Megan Kennedy
- Date of birth: 3 July 1997 (age 27)
- Place of birth: Stirling, Scotland
- Height: 1.7 m (5 ft 7 in)
- Weight: 87 kg (192 lb; 13 st 10 lb)

Rugby union career
- Position(s): Tighthead prop

Senior career
- Years: Team / Apps / (Points)
- 2011-present: Stirling County /  / ()

International career
- Years: Team / Apps / (Points)
- 2018–present: Scotland / 18 / (0)

= Megan Kennedy =

Megan Kennedy (born 3 July 1996) is a Scottish rugby player from Stirling who played in the 2021 Women's Six Nations Championship. She has played international rugby for Scotland since 2018. She is the Sponsorship Co-Ordinator at Glasgow Warriors.

== Club career ==
Kennedy plays for Stirling County Ladies. She began playing for their junior teams when she was 14 years old with the U15 side. Aged 16, she played for the U18 team and was supported by Scottish Rugby Pathway programme.

== International career ==
Kennedy is a Scottish Rugby contracted 2021 player.

She joined the XVs Scotland squad for the 2018 Women's Six Nations Championship, in the match where Scotland lost by one point to Wales. The invitation to play for the national team followed two years of recuperation as the result of a knee injury.

Prior to this, she played in an uncapped international match versus Spain in November 2017. She was part of the squad that played Canada in 2018, at the time the fourth best team in the world, in which Scotland was narrowly defeated 25–28, in a match that was seen as a step change in the team's progress.

In 2019, she was one of the Scottish team selected for a tour of South Africa - their first ever matches in the Southern hemisphere - in which they beat the South African national Springbok Women squad 5-47. In the match, Kennedy started on the bench and was brought in after 53 minutes.

She was also part of the 2020 Women's Six Nations Championship, in which multiple fixtures were disrupted due to COVID-19.

Kennedy was among the Scottish team for the 2021 Women's Six Nations Championship and started in the first match against England. After sustaining a shoulder injury during the match, she missed the next two matches but was back for team's match against Italy. Coach Bryan Easson commented on his decision to bring her into the Italy game for a 17th cap, “Megan has performed really well in the games she’s played previously... around the field she is good in defence and at lineout/maul time. Having that experience at three makes a big difference. She’s a very good scrummager." She replaced Christine Beleisle as tight-head in the game.
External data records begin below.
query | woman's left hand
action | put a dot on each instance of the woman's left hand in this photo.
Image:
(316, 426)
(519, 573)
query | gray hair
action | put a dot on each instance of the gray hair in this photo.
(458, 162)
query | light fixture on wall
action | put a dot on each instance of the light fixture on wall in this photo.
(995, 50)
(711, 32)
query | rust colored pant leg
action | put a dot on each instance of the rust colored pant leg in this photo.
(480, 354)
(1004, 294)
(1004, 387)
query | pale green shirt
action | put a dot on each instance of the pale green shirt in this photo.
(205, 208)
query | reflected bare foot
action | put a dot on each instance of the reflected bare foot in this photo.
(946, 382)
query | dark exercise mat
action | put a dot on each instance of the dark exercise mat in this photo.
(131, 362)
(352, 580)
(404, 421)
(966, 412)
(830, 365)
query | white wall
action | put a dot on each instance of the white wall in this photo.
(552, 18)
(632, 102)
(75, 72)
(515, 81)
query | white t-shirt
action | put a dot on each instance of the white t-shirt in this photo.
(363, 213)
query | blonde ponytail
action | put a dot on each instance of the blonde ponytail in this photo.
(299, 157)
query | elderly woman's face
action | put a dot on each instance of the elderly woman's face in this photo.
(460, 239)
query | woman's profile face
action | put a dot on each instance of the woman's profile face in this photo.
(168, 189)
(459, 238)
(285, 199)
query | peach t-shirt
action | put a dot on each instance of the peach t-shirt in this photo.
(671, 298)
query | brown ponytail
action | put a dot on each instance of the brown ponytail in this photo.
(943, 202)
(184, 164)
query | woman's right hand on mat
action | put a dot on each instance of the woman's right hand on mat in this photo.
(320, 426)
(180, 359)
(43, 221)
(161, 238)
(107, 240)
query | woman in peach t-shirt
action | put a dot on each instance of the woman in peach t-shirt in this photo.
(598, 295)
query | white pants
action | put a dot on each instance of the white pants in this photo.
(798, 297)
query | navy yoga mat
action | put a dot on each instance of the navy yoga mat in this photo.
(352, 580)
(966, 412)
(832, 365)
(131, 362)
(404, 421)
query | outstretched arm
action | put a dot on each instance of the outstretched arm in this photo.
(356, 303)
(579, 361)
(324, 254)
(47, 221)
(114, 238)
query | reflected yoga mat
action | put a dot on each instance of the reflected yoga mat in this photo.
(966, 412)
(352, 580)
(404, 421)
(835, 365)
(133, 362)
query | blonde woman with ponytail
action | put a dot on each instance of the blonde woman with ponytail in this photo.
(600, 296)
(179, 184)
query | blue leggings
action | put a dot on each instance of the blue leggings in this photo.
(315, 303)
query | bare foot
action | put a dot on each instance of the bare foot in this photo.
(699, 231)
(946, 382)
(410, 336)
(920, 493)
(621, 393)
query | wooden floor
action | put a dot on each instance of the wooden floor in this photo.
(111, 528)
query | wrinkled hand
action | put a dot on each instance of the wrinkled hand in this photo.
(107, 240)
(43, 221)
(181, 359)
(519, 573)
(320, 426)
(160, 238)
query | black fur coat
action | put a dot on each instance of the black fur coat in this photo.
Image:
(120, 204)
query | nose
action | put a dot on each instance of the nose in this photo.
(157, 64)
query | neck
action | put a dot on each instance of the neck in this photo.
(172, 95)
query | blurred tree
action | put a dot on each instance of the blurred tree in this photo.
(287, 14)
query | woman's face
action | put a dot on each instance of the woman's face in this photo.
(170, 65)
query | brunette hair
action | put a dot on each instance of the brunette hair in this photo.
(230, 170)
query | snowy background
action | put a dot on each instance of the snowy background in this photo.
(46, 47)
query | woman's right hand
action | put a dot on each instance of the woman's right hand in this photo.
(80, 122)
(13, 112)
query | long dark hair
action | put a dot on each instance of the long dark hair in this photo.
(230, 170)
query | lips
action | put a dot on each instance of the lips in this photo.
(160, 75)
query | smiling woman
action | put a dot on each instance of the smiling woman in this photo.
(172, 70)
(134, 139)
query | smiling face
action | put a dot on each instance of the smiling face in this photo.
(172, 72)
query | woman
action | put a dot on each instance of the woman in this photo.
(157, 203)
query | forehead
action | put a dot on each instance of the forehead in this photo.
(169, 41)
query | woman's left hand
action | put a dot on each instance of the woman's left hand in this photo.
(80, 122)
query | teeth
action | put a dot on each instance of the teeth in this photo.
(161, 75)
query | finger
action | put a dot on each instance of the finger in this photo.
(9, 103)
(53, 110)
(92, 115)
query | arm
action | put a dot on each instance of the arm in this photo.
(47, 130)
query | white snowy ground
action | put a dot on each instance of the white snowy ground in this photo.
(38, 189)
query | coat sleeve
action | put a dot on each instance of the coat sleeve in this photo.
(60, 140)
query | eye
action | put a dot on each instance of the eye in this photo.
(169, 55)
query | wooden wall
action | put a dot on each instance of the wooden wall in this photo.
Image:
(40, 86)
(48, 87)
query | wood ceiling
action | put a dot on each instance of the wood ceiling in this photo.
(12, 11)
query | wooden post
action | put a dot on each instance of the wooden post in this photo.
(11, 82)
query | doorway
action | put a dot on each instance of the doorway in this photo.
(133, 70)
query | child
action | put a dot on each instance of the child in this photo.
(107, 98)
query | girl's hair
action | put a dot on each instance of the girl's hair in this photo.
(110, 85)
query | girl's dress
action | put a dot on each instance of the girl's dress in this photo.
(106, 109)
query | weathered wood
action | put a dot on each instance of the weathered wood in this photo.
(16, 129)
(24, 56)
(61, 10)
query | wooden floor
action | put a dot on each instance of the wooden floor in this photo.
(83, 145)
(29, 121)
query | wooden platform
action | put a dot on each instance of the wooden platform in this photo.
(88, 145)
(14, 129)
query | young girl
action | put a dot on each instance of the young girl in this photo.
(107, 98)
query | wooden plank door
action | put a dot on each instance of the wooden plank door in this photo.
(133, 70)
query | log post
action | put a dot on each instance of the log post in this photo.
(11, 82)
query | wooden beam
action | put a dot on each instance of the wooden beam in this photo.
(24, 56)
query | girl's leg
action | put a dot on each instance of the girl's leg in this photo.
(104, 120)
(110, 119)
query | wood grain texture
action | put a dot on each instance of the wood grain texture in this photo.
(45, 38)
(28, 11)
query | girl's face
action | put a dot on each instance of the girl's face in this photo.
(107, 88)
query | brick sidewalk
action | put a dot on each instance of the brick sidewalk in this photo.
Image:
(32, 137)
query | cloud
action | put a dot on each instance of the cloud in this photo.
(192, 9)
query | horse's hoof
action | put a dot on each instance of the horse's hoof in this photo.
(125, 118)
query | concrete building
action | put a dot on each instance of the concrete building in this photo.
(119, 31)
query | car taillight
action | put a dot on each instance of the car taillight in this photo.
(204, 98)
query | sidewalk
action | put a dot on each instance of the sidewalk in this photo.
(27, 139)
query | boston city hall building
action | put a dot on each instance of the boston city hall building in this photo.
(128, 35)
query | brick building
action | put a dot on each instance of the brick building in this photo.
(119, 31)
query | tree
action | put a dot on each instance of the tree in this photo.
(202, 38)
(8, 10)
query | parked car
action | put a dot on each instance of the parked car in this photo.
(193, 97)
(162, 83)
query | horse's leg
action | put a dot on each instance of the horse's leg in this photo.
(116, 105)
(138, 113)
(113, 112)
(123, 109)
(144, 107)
In the team's final match against Wales she was one of the players who scored before the break, giving the team a 17–6 lead, which ultimately led to a 27–20 victory, securing Scotland's fifth position in the championship.

== Personal life ==
Kennedy first played rugby aged 14. She attended Alva Academy, before going to Stirling University to study Sports Journalism (Honours degree), followed by a Sports Psychology master's degree.

Her mother Fiona previously played hockey and volleyball at a national level and her father Gregor is a former County player, while brother Reyner continues to play for Stirling County.

==Business career==

She is now the Sponsorship Co-Ordinator at Glasgow Warriors.